Wg. mnie to czysta głupota. Aktywacja przez internet - spoko niech będzie. Rejestracja produktu - OK, ale internet potrzebny do grania w singla? Mam internet pociągnięty na mój PC routerem i co zrobię? Cholerne innowacje wprowadzają które tylko zamiast pomagać utrudniają ludziom życie. Kurwa mać ;/
tylko czekać na raporty finansowe po premierze i lamenty twórców, ze to wina złych przebrzydłych piratów, kiedy w rzeczywistosci masa osob sobie ten tytuł zwyczajnie podaruje przez takie debilizmy :)
No i proszę, twórcy sami mnie zachęcają do ściągnięcia pirata i cracka w przyszłości. Albo oni wszyscy są na permanentnym haju albo mają ludzi za skończonych debili. Pewnie to drugie i nawet mają rację. Tylko, że nie wszyscy dają się prowadzić na smyczy.

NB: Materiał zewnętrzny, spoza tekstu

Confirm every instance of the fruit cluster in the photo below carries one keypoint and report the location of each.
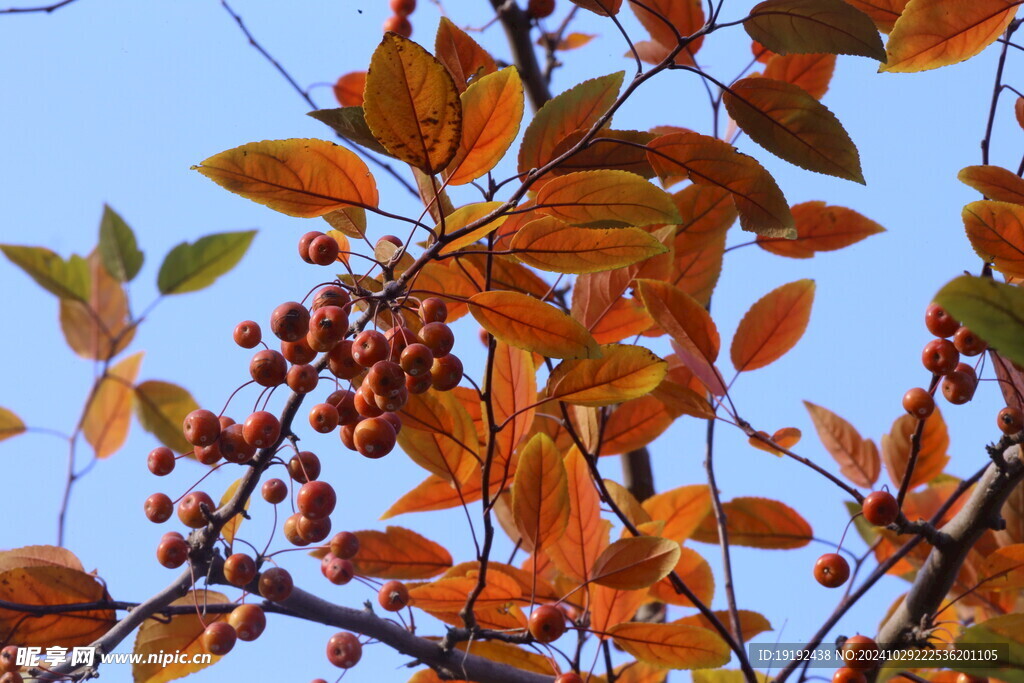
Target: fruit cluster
(398, 22)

To jest jedyna gra dla której bym zrobił upgrade kompa:P A na temat twierdzę tak samo jak [1]
Hym, osobiście mnie śmieszą komentarze w stylu : "Będą cierpieć uczciwi gracze". Czyli w czym będziemy cierpieć dokładnie ? Bo równie dobrze można się obrazić na gre mmo ze jedno pudełko pozwala mieć tylko jedno konto - cierpią na tym uczciwi gracze ! Dlatego w ramach solidarności graczy ściągnę piracka wersje np WoW'a - a jak ! Nie będzie mnie tu producent na smyczy trzymał !
A ja tu widzę poważny problem. Kto mi zagwarantuje że EA będzie posiadało JEDYNIE dane o moim postępie w singlu? Jaki to problem przy okazji wysłać jaki mam sprzęt, historię stron internetowych z przeglądarki czy listę muzyk jaką słucham wraz z moimi adresami e-mail z Thunderbirda. Później "spece" z EA sprzedadzą milionową listę temu kto więcej zapłaci...

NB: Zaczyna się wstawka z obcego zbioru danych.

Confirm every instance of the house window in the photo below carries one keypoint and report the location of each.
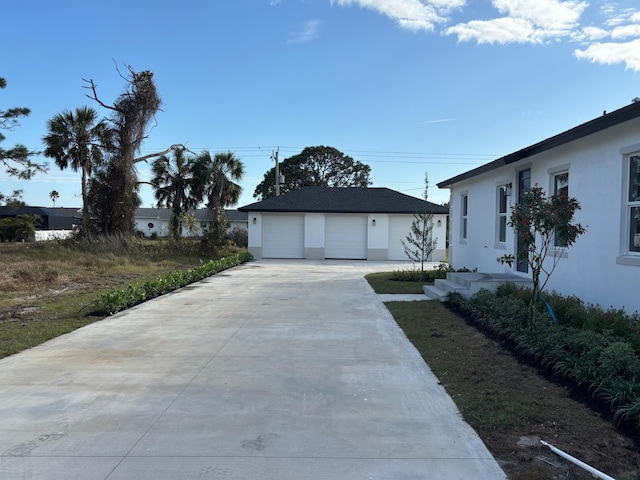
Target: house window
(560, 187)
(502, 214)
(633, 204)
(463, 230)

Belor - jesteś trochę nierozgarnięty co? Prosty przykład Janek kupuje oryginał a Ziutek ściąga sobie pirata z fajnym crackiem. Janek ma internet w tepsie która to pewnego dnia stwierdza że na ulicy Janka będzie remont infrastruktury. Janek nie ma przez tydzień internetu i nawet przez chwile nie może pograć w swoją nową upragnioną grę. Ziutek w tym samym czasie pyka aż miło.
Belor --> totalnie nie trafiony przyklad.
Wow jest z _zalozenia_ gra _sieciowa_ i jako taka musi miec polaczenie z internetem.
Wymuszanie zas polaczenie z siecia w trybie single player jest absurdalne.
Jesli chcesz sie bawic w przyklady - to tak jak by teraz Microsoft powiedzial, ze chce monitorowac postepy graczy w swoich mini-gierkach windowsowych i do gry w sapera trzeba miec teraz polaczenie z siecia. Absurd? Jak najbardziej.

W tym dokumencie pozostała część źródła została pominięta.